Visual Studio Standard or Professional?

Hello all,

I’ve just downloaded the GoWin eval. I’m from the Linux world and the only Windows programming I’ve done dates to VB6. My customers are predominantly Windows desktop users and there is no web functionality in my product, so I have (tentatively) decided to develop in Visual C# .NET 2.0 as opposed to Java.

Which edition of Visual Studio 2005 is recommended for GoWin - Standard or Professional? Are there GoWin features that will require me to use VS Professional? I know Professional costs much more, but I don’t want any messy upgrades midstream.

Do I need this thing called ASP.NET? It looks like a separate Microsoft product but their website is useless for making any kind of intelligent purchase decision.

Finally, can I eval GoWin using the Visual C# Express edition?

I’d appreciate any answers to the questions, even those questioning my choice of .NET over Java.


Any of the editions and versions (2003 or 2005) of Visual Studio will work fine. You don’t even need to use Visual Studio at all – nothing in our kit requires the use of Visual Studio or even another IDE. Although I personally haven’t tried it, I am very confident you should be able to use the Visual C# Express edition.
If you want to build stand-alone Windows applications, as you did with VB6, you’ll want to use .NET Windows Forms. These applications can either be installed in the traditional manner, or can be installed over the web. If the target machines are running the .NET 2.0 run-time, you will be able to use ClickOnce deployment of your Windows Forms applications.
If you want to build web applications, you’ll want to use ASP.NET. For comparison, JSP was modeled on ASP. Java Server Faces roughly corresponds to ASP.NET Web Forms. ASP.NET code runs on the server and generates HTML. You’ll use GoDiagram Web (aka GoWeb) instead of GoDiagram Win. GoDiagram Web generates images that any browser can display, along with some JavaScript to handle mouse up and mouse down events that get sent back to the server to be interpreted as if they had happened locally on a GoDiagram Win (Windows Forms) application.
If you want to build web applications and can assume the clients will be running on Windows with Internet Explorer and will have the .NET runtime installed, then you can use Windows Forms controls embedded in your web pages.


Thanks very much for your reply, you have answered all my questions. I have perused the forum postings extensively, and I am happy to note that the claim of strong customer support on your company website is fully justified. I can see where small companies have the edge over big ones!
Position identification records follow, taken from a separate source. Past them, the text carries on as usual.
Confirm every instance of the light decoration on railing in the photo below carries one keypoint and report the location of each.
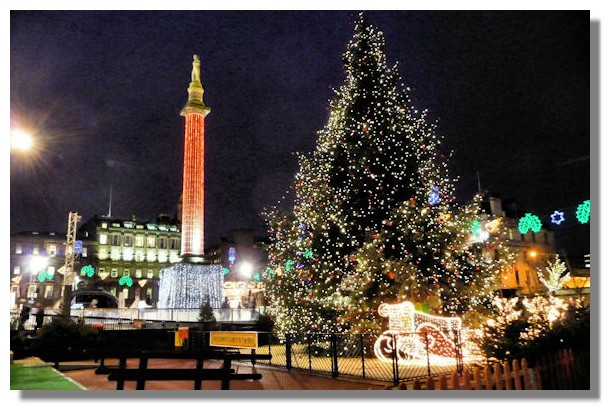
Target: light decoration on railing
(44, 275)
(88, 271)
(583, 212)
(412, 335)
(126, 280)
(557, 217)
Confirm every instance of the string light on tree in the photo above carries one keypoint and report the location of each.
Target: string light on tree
(374, 205)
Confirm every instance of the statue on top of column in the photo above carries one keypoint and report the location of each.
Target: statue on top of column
(196, 69)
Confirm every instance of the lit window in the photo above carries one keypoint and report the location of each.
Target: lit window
(32, 291)
(139, 241)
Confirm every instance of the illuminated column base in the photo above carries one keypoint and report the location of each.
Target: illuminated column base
(190, 285)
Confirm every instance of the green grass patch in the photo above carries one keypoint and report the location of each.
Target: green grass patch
(25, 376)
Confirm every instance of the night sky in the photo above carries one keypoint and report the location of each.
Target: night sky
(101, 91)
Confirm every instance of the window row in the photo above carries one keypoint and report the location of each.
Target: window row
(138, 241)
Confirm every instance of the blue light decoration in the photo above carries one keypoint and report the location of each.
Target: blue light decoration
(475, 227)
(557, 217)
(528, 222)
(231, 254)
(583, 212)
(434, 196)
(126, 280)
(87, 270)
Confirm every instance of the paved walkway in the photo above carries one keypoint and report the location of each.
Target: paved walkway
(273, 378)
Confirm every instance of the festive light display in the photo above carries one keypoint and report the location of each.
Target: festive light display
(88, 271)
(189, 285)
(412, 333)
(125, 280)
(231, 255)
(366, 208)
(43, 276)
(558, 275)
(434, 196)
(583, 212)
(529, 221)
(557, 217)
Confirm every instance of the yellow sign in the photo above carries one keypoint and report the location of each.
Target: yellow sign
(239, 339)
(178, 340)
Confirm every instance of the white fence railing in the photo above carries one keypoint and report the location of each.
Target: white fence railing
(226, 315)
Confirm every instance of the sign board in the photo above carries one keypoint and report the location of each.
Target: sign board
(238, 339)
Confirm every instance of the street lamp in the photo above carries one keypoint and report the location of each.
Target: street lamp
(245, 269)
(37, 264)
(20, 140)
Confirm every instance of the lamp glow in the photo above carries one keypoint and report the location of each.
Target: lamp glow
(21, 140)
(245, 269)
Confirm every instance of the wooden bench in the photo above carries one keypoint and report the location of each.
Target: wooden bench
(142, 374)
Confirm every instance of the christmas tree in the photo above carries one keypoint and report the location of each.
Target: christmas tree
(374, 219)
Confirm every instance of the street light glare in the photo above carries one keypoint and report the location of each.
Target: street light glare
(20, 140)
(246, 269)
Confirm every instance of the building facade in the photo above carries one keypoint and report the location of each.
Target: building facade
(36, 261)
(125, 256)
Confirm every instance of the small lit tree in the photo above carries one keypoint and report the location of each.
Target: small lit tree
(557, 275)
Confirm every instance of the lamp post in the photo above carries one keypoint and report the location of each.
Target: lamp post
(37, 264)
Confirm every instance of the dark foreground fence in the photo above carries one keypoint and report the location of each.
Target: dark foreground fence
(353, 355)
(394, 358)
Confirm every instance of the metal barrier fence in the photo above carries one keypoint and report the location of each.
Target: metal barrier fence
(352, 355)
(389, 358)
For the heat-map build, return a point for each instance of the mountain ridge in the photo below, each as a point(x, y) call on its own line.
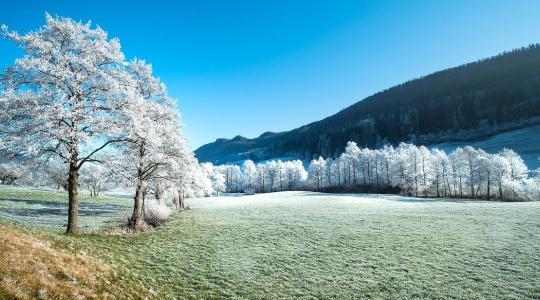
point(470, 101)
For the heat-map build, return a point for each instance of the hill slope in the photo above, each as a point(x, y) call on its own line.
point(466, 103)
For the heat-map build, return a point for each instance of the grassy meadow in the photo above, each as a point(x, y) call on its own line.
point(301, 245)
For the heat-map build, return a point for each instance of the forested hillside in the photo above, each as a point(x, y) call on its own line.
point(466, 103)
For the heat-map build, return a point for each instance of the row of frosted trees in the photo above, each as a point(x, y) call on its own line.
point(73, 101)
point(407, 169)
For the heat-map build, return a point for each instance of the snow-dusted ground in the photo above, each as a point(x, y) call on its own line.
point(312, 245)
point(526, 142)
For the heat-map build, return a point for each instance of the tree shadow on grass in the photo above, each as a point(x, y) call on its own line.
point(53, 208)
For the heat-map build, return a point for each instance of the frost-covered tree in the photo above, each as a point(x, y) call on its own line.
point(317, 172)
point(62, 98)
point(95, 178)
point(10, 173)
point(153, 141)
point(249, 171)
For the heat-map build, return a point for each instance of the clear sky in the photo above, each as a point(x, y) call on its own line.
point(246, 67)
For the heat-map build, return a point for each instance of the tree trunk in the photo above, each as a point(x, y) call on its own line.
point(137, 206)
point(73, 197)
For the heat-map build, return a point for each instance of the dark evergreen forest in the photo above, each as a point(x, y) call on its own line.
point(468, 102)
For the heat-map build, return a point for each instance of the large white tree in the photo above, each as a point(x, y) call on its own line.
point(62, 98)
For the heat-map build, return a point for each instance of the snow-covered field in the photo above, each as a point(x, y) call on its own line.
point(313, 245)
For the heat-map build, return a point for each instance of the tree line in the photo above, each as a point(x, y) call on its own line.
point(407, 170)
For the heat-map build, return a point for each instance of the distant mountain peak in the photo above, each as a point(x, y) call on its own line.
point(464, 103)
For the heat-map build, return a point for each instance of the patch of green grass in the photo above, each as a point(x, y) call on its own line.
point(310, 245)
point(48, 208)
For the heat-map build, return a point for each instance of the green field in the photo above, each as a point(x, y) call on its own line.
point(311, 245)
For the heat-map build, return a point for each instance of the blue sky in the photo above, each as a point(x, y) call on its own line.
point(246, 67)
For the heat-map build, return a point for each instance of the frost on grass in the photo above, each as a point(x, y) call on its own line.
point(312, 245)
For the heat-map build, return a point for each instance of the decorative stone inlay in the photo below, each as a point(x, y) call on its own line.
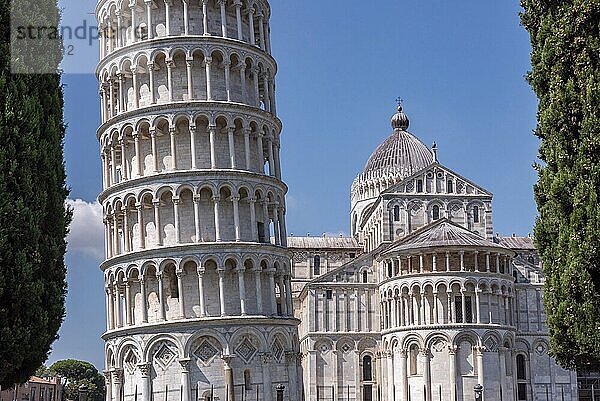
point(491, 344)
point(164, 355)
point(439, 346)
point(130, 361)
point(540, 349)
point(206, 352)
point(346, 348)
point(246, 350)
point(278, 350)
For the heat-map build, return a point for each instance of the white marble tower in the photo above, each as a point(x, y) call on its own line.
point(197, 275)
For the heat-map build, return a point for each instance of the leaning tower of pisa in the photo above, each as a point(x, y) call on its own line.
point(197, 275)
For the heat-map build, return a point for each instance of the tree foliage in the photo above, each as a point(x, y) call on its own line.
point(33, 219)
point(565, 39)
point(77, 374)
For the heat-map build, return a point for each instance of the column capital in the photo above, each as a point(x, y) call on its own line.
point(266, 358)
point(185, 364)
point(227, 359)
point(117, 375)
point(144, 369)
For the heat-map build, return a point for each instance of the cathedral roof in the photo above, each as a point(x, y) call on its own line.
point(515, 242)
point(323, 242)
point(442, 233)
point(401, 152)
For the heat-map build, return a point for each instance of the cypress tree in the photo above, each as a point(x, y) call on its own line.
point(565, 75)
point(33, 217)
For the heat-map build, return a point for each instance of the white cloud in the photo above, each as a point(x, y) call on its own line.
point(86, 230)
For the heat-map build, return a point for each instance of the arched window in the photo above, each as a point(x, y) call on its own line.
point(521, 378)
point(317, 265)
point(247, 380)
point(521, 371)
point(367, 369)
point(413, 355)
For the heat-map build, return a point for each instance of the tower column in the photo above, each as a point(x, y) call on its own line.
point(253, 225)
point(403, 375)
point(207, 64)
point(118, 322)
point(145, 374)
point(242, 288)
point(193, 132)
point(140, 212)
point(258, 285)
point(185, 379)
point(223, 19)
point(221, 273)
point(216, 201)
point(271, 275)
point(144, 299)
point(247, 147)
point(236, 217)
point(213, 153)
point(181, 295)
point(426, 373)
point(197, 222)
point(231, 140)
point(189, 63)
point(452, 352)
point(156, 204)
point(205, 16)
point(176, 203)
point(128, 303)
point(238, 16)
point(201, 291)
point(117, 382)
point(161, 298)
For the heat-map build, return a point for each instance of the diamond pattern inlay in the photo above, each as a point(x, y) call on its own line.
point(246, 350)
point(278, 350)
point(164, 355)
point(206, 352)
point(130, 362)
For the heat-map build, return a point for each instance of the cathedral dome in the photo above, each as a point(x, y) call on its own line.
point(401, 152)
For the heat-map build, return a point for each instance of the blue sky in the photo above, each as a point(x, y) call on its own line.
point(459, 66)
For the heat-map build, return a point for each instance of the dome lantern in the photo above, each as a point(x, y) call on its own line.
point(400, 120)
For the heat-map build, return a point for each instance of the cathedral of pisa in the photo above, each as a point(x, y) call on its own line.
point(209, 299)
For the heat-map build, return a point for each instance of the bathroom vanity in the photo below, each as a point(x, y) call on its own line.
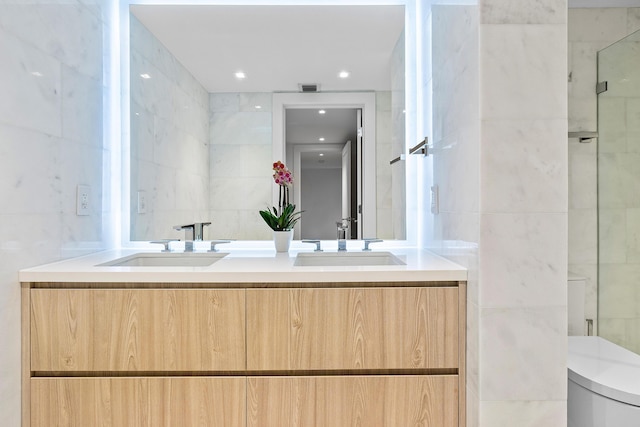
point(250, 340)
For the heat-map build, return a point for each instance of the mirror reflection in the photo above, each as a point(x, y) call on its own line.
point(202, 140)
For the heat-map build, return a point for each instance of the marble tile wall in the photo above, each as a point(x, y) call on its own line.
point(500, 160)
point(523, 212)
point(590, 30)
point(51, 131)
point(385, 151)
point(455, 138)
point(618, 185)
point(169, 141)
point(240, 159)
point(398, 141)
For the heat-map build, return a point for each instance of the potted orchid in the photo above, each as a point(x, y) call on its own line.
point(281, 219)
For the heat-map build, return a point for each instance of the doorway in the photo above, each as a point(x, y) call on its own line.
point(325, 150)
point(365, 103)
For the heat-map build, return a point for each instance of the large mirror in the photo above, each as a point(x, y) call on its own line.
point(203, 137)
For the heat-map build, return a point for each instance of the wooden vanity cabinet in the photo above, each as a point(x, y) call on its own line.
point(129, 330)
point(352, 328)
point(304, 354)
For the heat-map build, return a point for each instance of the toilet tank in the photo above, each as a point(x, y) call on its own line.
point(576, 300)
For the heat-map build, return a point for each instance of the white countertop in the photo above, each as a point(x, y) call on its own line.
point(248, 265)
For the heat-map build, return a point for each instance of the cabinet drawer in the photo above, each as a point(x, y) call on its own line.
point(353, 401)
point(352, 328)
point(137, 330)
point(151, 401)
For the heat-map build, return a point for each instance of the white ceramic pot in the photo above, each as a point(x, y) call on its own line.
point(282, 240)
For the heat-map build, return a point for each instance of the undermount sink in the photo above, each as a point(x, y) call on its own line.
point(337, 259)
point(168, 259)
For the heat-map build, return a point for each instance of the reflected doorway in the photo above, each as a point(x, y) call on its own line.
point(324, 145)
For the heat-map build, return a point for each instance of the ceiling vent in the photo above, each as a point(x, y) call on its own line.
point(308, 87)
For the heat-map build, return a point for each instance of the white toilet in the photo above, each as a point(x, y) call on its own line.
point(604, 378)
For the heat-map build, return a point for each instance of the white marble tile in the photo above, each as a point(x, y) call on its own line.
point(240, 128)
point(240, 193)
point(633, 19)
point(523, 12)
point(583, 113)
point(224, 102)
point(31, 88)
point(473, 408)
point(612, 236)
point(240, 160)
point(590, 273)
point(473, 347)
point(249, 101)
point(583, 68)
point(583, 180)
point(617, 291)
point(526, 266)
point(583, 236)
point(601, 24)
point(523, 353)
point(82, 108)
point(523, 413)
point(632, 236)
point(23, 153)
point(193, 193)
point(70, 176)
point(613, 180)
point(524, 166)
point(384, 229)
point(514, 54)
point(240, 224)
point(613, 329)
point(384, 194)
point(142, 133)
point(68, 32)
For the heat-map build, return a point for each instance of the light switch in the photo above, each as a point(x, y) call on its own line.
point(83, 198)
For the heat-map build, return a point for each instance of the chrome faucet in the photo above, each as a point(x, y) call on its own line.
point(192, 232)
point(367, 242)
point(342, 226)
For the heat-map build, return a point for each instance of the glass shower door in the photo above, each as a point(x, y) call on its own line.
point(619, 193)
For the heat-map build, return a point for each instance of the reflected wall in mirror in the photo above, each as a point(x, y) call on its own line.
point(201, 141)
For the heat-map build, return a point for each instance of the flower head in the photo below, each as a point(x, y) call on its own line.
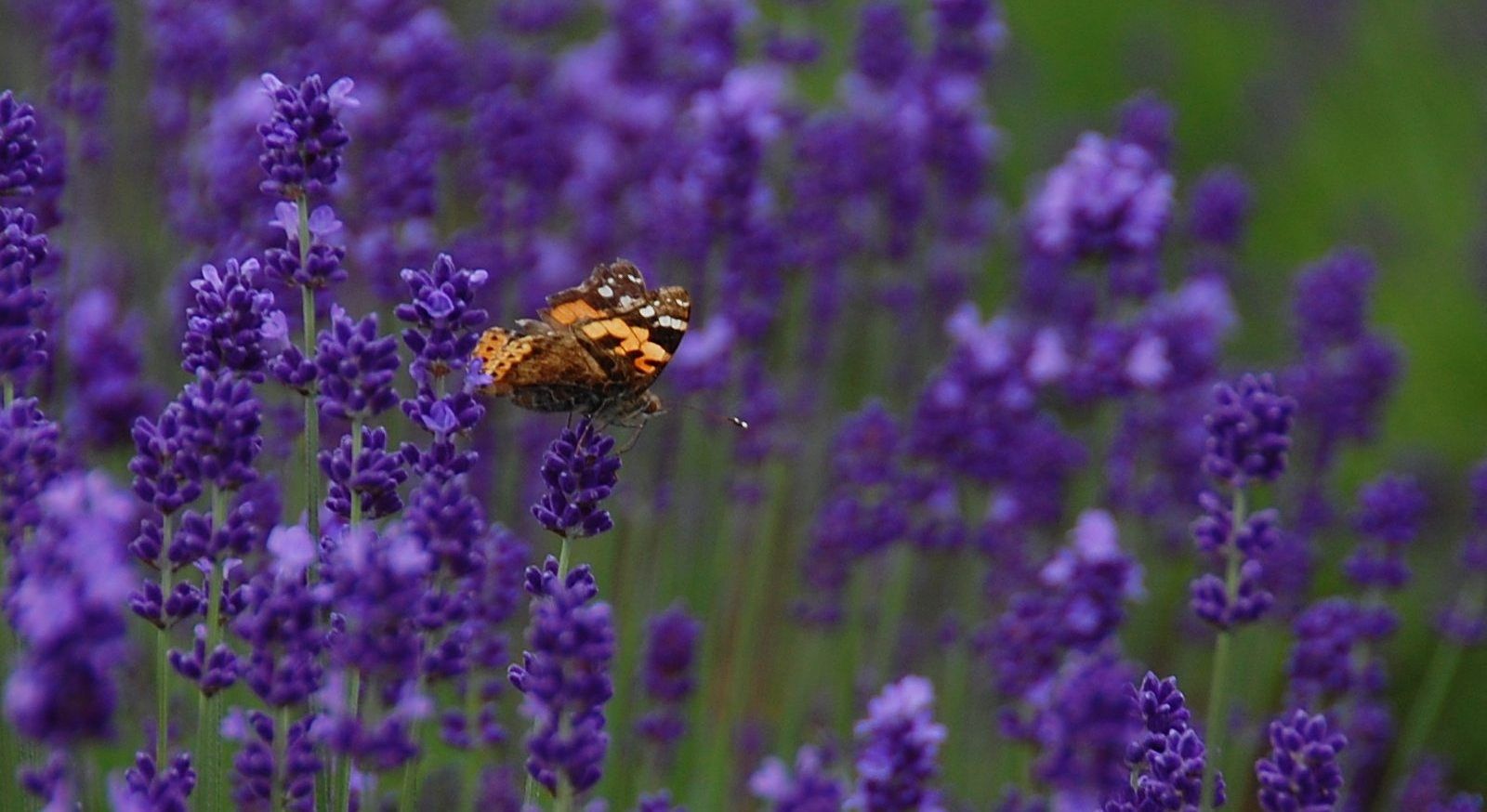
point(302, 141)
BTW, I found GoDiagram through an obscure message board. It needs to show up near the top of Google’s sponsored links.

Suggested keywords: development, block/diagram/ming, flow/chart/ing, SVG, XML


Thanks, in particular for suggesting keywords.
Actually, I never addressed the issue of C# and Java. I prefer C# to Java, mostly due to the presence of property syntax (in expressions; but I actually don’t like C# property definitions much since they tie the get{} and set{} too closely together semantically).
As a long-time Java programmer I very much shun all Microsoft “Java”, to avoid confusion/corruption. That started long before .NET, of course.
As far as choosing between them for a project, I think it depends entirely on the platform you have chosen. If it’s Windows only, choose .NET. Otherwise choose Java. That’s a bit simplistic, of course, since there are many other potential considerations. But that’s what it boils down to.